At the beginning of a project, a GC typically accepts bids and chooses subcontractors based on their best estimates of how much work they can do over a certain period of time. The contract usually extends for exactly that amount of time, with the GC paying the trade on a monthly basis. Ideally, the payments should equal about 50% of the total when 50% of the work is completed.
What often happens in practice when progress tracking is manual via construction progress photography is that payments start to outpace the actual percent of work completed. When the contract period is over, the GC has often paid 100% of the fees when the work is only 80% complete, for example.
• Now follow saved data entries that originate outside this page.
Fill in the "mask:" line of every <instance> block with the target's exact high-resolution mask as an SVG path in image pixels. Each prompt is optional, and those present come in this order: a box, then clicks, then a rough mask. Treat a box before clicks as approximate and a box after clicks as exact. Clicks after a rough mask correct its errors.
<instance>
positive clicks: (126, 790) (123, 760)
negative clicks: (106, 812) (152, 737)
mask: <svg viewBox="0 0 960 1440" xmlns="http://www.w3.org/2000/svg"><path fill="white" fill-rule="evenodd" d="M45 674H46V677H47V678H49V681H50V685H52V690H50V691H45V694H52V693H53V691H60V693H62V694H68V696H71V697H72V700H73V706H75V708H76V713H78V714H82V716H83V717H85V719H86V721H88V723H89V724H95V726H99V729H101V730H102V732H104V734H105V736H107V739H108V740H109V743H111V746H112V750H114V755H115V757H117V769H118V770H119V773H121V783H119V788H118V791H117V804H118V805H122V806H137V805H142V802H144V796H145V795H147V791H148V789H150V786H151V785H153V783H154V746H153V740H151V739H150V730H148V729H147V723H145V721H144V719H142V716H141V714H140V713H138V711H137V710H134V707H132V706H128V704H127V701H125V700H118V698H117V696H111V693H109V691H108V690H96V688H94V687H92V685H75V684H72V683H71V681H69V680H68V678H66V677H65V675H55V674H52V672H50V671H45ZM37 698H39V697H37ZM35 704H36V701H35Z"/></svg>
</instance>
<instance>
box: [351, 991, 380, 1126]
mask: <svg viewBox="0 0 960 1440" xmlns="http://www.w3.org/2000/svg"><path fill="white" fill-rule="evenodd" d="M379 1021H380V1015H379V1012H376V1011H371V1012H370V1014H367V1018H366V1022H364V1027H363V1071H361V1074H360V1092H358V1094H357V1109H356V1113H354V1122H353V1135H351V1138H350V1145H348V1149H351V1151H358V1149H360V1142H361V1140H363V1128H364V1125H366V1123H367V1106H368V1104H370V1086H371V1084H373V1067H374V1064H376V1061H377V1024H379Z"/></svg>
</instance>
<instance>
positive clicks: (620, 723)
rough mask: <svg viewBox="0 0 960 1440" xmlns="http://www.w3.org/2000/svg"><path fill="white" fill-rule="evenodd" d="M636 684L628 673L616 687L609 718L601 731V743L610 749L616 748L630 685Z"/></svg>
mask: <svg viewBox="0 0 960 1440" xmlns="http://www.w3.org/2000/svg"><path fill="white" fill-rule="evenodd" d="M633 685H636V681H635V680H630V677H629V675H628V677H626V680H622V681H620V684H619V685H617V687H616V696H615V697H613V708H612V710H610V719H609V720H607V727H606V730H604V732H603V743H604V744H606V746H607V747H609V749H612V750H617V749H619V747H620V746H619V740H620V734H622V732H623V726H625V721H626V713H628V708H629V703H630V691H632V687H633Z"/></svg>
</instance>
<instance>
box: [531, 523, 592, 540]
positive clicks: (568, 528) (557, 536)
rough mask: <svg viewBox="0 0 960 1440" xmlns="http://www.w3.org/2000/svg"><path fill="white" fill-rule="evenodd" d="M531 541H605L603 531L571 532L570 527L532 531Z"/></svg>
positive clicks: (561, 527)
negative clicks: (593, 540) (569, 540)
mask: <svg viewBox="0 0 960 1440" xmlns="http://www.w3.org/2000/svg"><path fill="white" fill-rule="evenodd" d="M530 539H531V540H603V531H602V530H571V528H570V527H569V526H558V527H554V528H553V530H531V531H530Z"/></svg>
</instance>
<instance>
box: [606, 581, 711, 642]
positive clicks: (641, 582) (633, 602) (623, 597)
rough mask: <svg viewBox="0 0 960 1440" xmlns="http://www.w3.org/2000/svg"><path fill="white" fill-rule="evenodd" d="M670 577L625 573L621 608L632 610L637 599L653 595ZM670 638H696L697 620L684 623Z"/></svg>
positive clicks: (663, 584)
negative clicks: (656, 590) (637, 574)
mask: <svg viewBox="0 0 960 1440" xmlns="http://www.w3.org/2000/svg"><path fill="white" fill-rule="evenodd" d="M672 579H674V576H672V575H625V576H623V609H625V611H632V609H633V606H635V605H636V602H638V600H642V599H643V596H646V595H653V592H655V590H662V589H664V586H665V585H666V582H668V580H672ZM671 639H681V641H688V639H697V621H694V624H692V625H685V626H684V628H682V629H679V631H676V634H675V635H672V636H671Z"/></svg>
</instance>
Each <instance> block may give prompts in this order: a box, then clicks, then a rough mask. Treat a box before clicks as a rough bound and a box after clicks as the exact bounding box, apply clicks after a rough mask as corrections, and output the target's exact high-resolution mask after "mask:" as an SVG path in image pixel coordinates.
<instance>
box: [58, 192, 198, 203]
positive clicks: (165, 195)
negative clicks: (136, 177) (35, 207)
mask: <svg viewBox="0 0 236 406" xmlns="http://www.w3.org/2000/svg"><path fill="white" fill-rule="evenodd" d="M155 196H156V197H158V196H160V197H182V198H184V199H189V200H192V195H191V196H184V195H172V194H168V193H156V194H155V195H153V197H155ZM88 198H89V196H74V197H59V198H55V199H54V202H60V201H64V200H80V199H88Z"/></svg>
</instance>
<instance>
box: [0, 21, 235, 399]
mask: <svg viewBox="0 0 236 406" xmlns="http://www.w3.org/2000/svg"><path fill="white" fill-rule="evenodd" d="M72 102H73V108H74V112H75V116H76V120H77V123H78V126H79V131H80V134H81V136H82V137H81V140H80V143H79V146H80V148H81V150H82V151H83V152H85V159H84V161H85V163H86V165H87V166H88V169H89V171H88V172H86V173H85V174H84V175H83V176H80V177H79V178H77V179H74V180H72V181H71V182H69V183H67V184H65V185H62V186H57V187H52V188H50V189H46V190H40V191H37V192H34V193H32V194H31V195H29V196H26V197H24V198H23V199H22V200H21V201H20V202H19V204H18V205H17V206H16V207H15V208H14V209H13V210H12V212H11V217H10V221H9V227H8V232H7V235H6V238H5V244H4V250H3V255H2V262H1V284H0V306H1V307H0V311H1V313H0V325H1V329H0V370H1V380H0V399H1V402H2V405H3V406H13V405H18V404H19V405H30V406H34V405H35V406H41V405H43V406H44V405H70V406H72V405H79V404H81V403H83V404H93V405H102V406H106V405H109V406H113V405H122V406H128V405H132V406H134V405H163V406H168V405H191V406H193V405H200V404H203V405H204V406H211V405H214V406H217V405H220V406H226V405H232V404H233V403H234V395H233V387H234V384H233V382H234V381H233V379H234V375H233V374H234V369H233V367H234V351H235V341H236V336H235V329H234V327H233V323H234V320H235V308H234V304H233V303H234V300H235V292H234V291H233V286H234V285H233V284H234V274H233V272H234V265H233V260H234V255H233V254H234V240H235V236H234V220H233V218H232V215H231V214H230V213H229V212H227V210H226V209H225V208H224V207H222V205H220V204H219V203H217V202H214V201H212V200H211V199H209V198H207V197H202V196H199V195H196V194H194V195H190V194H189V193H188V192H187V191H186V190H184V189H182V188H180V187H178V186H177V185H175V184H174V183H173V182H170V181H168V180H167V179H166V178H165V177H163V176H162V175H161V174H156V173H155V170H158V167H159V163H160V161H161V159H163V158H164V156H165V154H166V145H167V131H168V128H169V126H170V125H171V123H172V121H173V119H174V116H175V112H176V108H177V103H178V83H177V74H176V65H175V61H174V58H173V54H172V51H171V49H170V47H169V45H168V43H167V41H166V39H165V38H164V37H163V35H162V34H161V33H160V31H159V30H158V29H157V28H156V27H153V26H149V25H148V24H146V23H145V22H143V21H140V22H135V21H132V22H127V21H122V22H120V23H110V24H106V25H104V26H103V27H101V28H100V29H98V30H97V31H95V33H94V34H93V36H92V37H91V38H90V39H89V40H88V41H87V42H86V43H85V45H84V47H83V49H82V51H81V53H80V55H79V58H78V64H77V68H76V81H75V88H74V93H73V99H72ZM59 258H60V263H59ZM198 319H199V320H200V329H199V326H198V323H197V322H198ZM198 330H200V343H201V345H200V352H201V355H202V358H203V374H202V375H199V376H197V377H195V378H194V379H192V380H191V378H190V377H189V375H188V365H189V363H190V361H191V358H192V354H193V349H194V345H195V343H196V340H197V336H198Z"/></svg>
Seen from another perspective, no GC wants to be viewed as a “pass-through contractor” who simply passes along subcontractors’ estimates of how much material has been installed to owners without verifying them for accuracy first. But this invariably happens on many construction sites due to the fact that each trade—from drywall installers to electricians to plumbers—is typically free to track what they do in their own way. Project Managers in charge of payment applications are often too stretched to have time to verify each spreadsheet input from every trade, and the owner may overpay significantly as a result.
Automated progress tracking derived from a complete, regularly updated digital record of the jobsite can remedy this. If GCs can easily find the discrepancy between the amount of material a trade has recorded as installed and the actual amount installed, they can reconcile it with the trade instead of blindly passing it through to the owner.
How does automated progress tracking increase efficiency?
Automated progress tracking helps project stakeholders across the board. Once the process no longer relies on walking around with a clipboard and highlighter to document the status of specific areas, the Project Engineer clearly benefits in terms of hours freed up to focus on other tasks. (Construction progress photography can be extremely time-consuming.) Project Managers who may have previously spent half their time on payment applications also benefit, since reliable progress tracking means they can check on the status of work from their computer without having to track down the right people to talk to.
At the same time, Superintendents can be more confident about the accuracy of the schedule, while Project Executives and Owners can drop in on the project whenever they want to for a view of actual conditions, unfiltered by what the on-site team wants them to see. Ultimately, automated progress tracking can be the difference between profitable, on-time delivery and significant delays and cost overruns. It provides consistent data that can be used to validate how a delay came to be, rather than enabling unproductive finger-pointing based on someone’s hunch.
How does automated progress tracking improve communication?
The worst mistakes on a jobsite usually happen because of lapses in communication. Most GCs have robust processes for communicating across teams, including bi-weekly coordination meetings, OAC meetings, the one-week lookahead and the two-week lookahead, but mistakes can happen even with the best processes in place.
Manual construction progress photography can sometimes lead to slip-ups that have far-reaching consequences. For example, a Project Manager tells their drywaller installer to bring a crew next week to hang drywall on the first floor—without realizing that the top track has yet to be installed and there’s nothing to hang the drywall on. This may lead to a snowball effect where the Project Manager has to reschedule multiple crews, resulting in weeks or even months of delays. These kinds of errors affect the critical path of the project, pushing the timeline for completion out further—in some cases beyond the point of profitability for the GC and/or owner.
This is one of the main reasons top builders are adopting automated progress tracking tools. By maintaining a closer watch on work as it’s completed, GCs are able to avoid costly errors and oversights.